Topo

Trudruá Dorrico

OPINIÃO

Texto em que o autor apresenta e defende suas ideias e opiniões, a partir da interpretação de fatos e dados.

Um ancestral na posse do Lula

Lula e o cacique Raoni caminham para a cerimônia de posse no Palácio do Planalto - REUTERS/Ricardo Moraes
Lula e o cacique Raoni caminham para a cerimônia de posse no Palácio do Planalto Imagem: REUTERS/Ricardo Moraes

03/01/2023 12h06

O cocar amarelo irrompeu na rampa. O presidente Lula cumprimentou nosso ancestral na Esplanada, o cacique Raoni Metuktire. Do público, nós Makuxi, Tikuna, Guarani Mbyá, Waíkhana e Tukano, parentes - como nos identificamos - de diversos povos e localizações originários, ali reunidos, marejamos, tocamos nosso maracá e aplaudimos. A imensa roda de gente vermelha também vibrou com a presença indígena, fundamental na composição simbólica do povo brasileiro.

Raoni Metuktire pertence ao povo Mebêngôkre, conhecido pelo apelido Kayapó. Mebêngôkre significa "aquele de origem do olho d'água". A língua materna é de origem do tronco linguístico Macro-Jê. O povo vive em um bloco de Terras Indígenas nos estados de Mato Grosso e Pará e se dividem em sete subgrupos, conforme informações do Instituto Raoni: Mekrãgnotí, Gorotire, Kuben-Krân-Krên, Kôkraimôrô, Kararaô, Metyktire e Xikrin. Para mais informações, clique aqui.

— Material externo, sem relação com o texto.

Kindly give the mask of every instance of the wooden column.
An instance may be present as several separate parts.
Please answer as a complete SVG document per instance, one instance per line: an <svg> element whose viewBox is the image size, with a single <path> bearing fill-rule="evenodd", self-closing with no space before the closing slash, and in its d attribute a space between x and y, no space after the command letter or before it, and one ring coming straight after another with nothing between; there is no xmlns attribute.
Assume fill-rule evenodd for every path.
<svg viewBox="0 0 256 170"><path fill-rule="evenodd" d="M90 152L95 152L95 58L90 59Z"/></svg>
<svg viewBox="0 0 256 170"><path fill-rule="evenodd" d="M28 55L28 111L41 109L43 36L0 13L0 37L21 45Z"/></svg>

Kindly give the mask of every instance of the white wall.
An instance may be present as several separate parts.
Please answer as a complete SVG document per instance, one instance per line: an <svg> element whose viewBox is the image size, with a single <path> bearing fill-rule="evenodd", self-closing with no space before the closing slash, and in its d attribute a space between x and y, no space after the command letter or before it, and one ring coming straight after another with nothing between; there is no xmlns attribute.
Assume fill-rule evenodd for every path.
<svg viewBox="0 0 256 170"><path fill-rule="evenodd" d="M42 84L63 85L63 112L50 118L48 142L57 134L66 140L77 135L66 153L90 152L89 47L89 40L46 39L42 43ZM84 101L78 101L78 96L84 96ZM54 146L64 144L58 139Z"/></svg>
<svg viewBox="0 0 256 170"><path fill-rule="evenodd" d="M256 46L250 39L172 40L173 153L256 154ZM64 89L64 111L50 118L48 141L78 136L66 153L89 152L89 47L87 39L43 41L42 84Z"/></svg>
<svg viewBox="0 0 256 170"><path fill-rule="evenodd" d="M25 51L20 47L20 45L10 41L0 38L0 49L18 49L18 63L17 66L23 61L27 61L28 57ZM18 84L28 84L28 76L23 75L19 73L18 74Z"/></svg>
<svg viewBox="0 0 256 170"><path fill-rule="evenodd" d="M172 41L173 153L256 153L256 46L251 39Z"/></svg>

1 - Funai/Divulgação - Funai/Divulgação
Cacique Raoni ao lado de Sônia, Joenia e Ricardo: "indígenas" retomam a Funai
Imagem: Funai/Divulgação

O cacique Raoni, porta-voz plurinacional dos povos indígenas, projetou a luta indígena ao protagonizar o documentário que leva seu nome, dirigido por Jean-Pierre Duttileux em 1978, atraindo atenção internacional para o Xingu-Brasil. Vale lembrar que a promulgação da Constituição Federal foi realizada apenas em 1988, dez anos depois. Sua atuação na cultura registrou uma espécie de desobediência histórica, pois, ao recusar-se a aceitar a política estatal que fomentava a exploração do seu território pelos fazendeiros, denunciou a política integracionista que decretava a extinção da identidade indígena no (pluri)país.

No fim da década de 1980, Raoni juntou-se ao cantor britânico Sting, daquela música famosa "Englishman in New York", em turnês para pedir apoio pela preservação das florestas, das terras e povos indígenas. Nesse contexto histórico, a violência recrudescida pela Ditadura Militar (1964-1985) atentou diretamente contra os povos indígenas, uma vez que o agronegócio e a mineração eram justificados como política de progresso. Importante lembrar que a tutela não permitia a liberdade civil de ir e vir, crivando no imaginário mundial a ideia de que os sujeitos e povos indígenas estavam em vias de desaparecimento total (perante a lei). A campanha internacional via música foi uma insurgência indígena, antiga, contra o totalitarismo.

Na década de 1990, foi protagonista na demarcação do seu território, após mobilizações e reuniões com o presidente José Sarney (1985-1990). O processo foi finalizado entre 1991 e 1993, quando as terras indígenas Capoto Jarina, Mekragnotire e Panará, localizadas na bacia hidrográfica do rio Xingu foram homologadas no governo Itamar Franco.

Na década de 2000 lutou contra a construção da Usina de Belo Monte, nomeada inicialmente por Kararaô, cujo nome foi rechaçado pelos Mebêngôkre, que não permitiram o uso do nome cultural ser empregado para validar o projeto de morte contra seu povo. Em 2019, enfrentou Bolsonaro que lhe perseguiu diretamente. Em 2021 foi indicado ao Prêmio Nobel da Paz.

Não se sabe a idade precisa do cacique Raoni Metuktire, nosso ancestral. Mas essa imprecisão significa muito para nós que mensuramos nossa existência pelo tempo da terra. O nosso vô carregou todas essas lutas políticas em seus passos. Indivíduo de identidade coletiva, representou o enfrentamento indígena contra o esbulho territorial, o racismo cultural, a violência perpetrada pelas instituições, e históricas crises sanitárias que ameaçam nossas populações, ou seja, a luta persistente para lembrar que devemos fazer parte da estrutura desse país. Nós subimos juntos aquela rampa.